Furious investors demand 'incompetent' Westpac bosses hand back fees
Furious Westpac investors have roasted the board and called for directors to hand back their fees over the bank's child exploitation scandal.
Outgoing chairman Lindsay Maxsted faced more than two hours of questioning at a marathon annual general meeting on Thursday, with shareholders demanding to know how Australia's second largest bank will atone for allegedly allowing money transfers that could be linked to child abuse in Asia.
One shareholder called the board "at best incompetent and negligent, and at worst complicit and culpable", while others demanded further accountability beyond the departure of Mr Maxsted and chief executive Brian Hartzer.
"You should go now, you should all go," one shareholder said to applause.
"But before you do, you should hand back your fees."
With last year's remuneration report voted down by 64 per cent of investors following the bank's royal commission mauling, shareholders could hand Westpac a second strike and trigger a vote on whether to spill the board.
But a spill remains highly unlikely despite the anger as investor groups seek to maintain stability at an institution that has lost its CEO and is preparing for the departures of Mr Maxsted and risk and compliance committee chair Ewan Crouch.
Mr Maxsted admitted the scandal-hit bank did not act quickly enough to implement "robust" monitoring of money transfers potentially linked to child abuse but said the remuneration adjustments made to date were adequate.
"The whole remuneration piece for 2020 will be judged by the board going through 2020," Mr Maxsted told shareholders in Sydney on Thursday.
"We do have lots of contractual arrangements in place, I do think that what we have don so far with regards to remuneration has been adequate, but I understand you might not agree, and other people here might not agree."
The chairman has also defended the final pay packet of Mr Hartzer, stating the $2.7 million fixed income to the end of his 12-month notice period was not "overly generous".
The board has scrapped 2019 short-term bonuses for executives and several members of the general management team, subject to the outcome of an external investigation into the AUSTRAC allegations.
Mr Maxsted told his final AGM meeting as chairman that, while Westpac identified and filed suspicious matter reports on the customers whose transfers led to legal action by the financial crimes regulator, the bank was too slow to act.
"We should have implemented more robust transaction monitoring earlier than we did," Mr Maxsted said.
"This would have generated more suspicious matter reports to AUSTRAC."

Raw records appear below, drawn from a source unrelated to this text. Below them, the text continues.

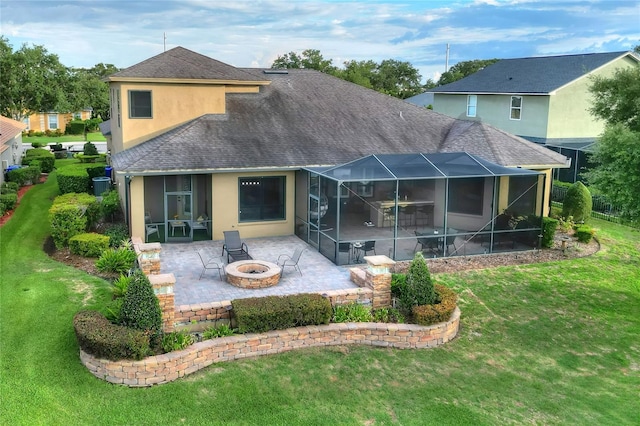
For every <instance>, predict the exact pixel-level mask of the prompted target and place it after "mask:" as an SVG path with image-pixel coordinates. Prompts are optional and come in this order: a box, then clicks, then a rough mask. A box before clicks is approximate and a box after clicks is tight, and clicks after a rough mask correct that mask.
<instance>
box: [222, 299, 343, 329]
mask: <svg viewBox="0 0 640 426" xmlns="http://www.w3.org/2000/svg"><path fill="white" fill-rule="evenodd" d="M231 305H232V306H233V311H232V312H233V315H234V318H235V320H236V324H237V326H238V330H239V332H240V333H262V332H265V331H269V330H281V329H285V328H290V327H298V326H304V325H317V324H328V323H329V321H330V319H331V316H332V313H333V312H332V311H333V310H332V308H331V302H330V301H329V299H326V298H324V297H322V296H321V295H319V294H294V295H289V296H267V297H259V298H256V297H252V298H247V299H237V300H233V301H232V302H231Z"/></svg>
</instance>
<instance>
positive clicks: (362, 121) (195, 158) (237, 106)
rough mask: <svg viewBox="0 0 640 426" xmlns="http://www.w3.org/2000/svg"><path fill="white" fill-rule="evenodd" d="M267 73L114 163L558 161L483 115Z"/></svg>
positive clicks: (219, 167)
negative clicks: (219, 113)
mask: <svg viewBox="0 0 640 426" xmlns="http://www.w3.org/2000/svg"><path fill="white" fill-rule="evenodd" d="M243 72H245V73H248V74H251V75H253V76H255V77H259V76H265V74H263V73H262V70H255V69H253V70H248V69H244V70H243ZM266 76H267V77H269V79H270V80H271V84H270V85H268V86H262V87H261V88H260V93H259V94H237V93H236V94H227V101H226V107H227V113H226V114H220V115H213V114H210V115H205V116H202V117H198V118H196V119H194V120H192V121H189V122H187V123H184V124H183V125H181V126H179V127H177V128H175V129H173V130H170V131H168V132H166V133H164V134H162V135H160V136H157V137H154V138H152V139H150V140H148V141H146V142H143V143H141V144H139V145H137V146H135V147H133V148H131V149H128V150H126V151H123V152H120V153H118V154H116V155H114V156H113V158H112V161H113V164H114V167H115V168H116V170H119V171H126V172H129V173H153V172H161V171H165V172H169V171H171V172H179V171H189V172H193V171H202V172H206V171H212V170H225V169H227V170H228V169H250V168H298V167H303V166H313V165H335V164H341V163H345V162H348V161H352V160H355V159H357V158H360V157H364V156H367V155H370V154H392V153H417V152H428V153H435V152H460V151H466V152H469V153H470V154H475V155H478V156H480V157H482V158H484V159H485V160H488V161H491V162H494V163H496V164H499V165H503V166H527V165H555V166H563V165H564V163H565V157H564V156H561V155H560V154H557V153H555V152H553V151H551V150H548V149H546V148H544V147H542V146H537V145H536V144H534V143H531V142H528V141H525V140H524V139H522V138H519V137H517V136H513V135H509V134H507V133H505V132H502V131H500V130H498V129H495V128H493V127H491V126H488V125H486V124H482V123H477V122H468V121H461V120H456V119H453V118H451V117H447V116H445V115H442V114H439V113H436V112H433V111H430V110H427V109H425V108H423V107H417V106H415V105H412V104H409V103H407V102H404V101H402V100H400V99H396V98H393V97H390V96H387V95H383V94H380V93H378V92H376V91H373V90H370V89H366V88H363V87H361V86H358V85H355V84H353V83H349V82H346V81H344V80H340V79H338V78H335V77H332V76H329V75H326V74H322V73H320V72H317V71H313V70H289V71H288V74H269V75H266Z"/></svg>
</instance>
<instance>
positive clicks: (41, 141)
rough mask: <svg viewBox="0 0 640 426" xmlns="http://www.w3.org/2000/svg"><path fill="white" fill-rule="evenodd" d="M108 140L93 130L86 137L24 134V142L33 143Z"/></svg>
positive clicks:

The bank faces potentially billions in fines over allegations it breached money laundering laws 23 million times and failed to properly monitor payments potentially linked to child sex offences in south east Asia.
The alleged breaches led Westpac to shut down international transfer platform LitePay, with IBM Company Promontory appointed to head the bank's accountability and financial crime program review.
The bank's response plan is expected to lead to $80 million in FY20 pre-tax expenses.
Customer remediation in the wake of the financial services royal commission and exiting advice business already reduced cash earnings by around 15 per cent - or $1.1 billion - in FY19 and the bank cut its final dividend.
Peter King, who was appointed acting CEO when Mr Hartzer departed two weeks ago, said the low growth environment, the threat of even lower interest rates and regulatory challenges are likely to persist in FY20.
Shares in the bank were 1.03 per cent lower at $24.13 by 1250 AEDT Thursday - and have slipped 9.1 per cent since the AUSTRAC allegations were aired last month.
That's wiped about $8.7 billion from the company's market capitalisation.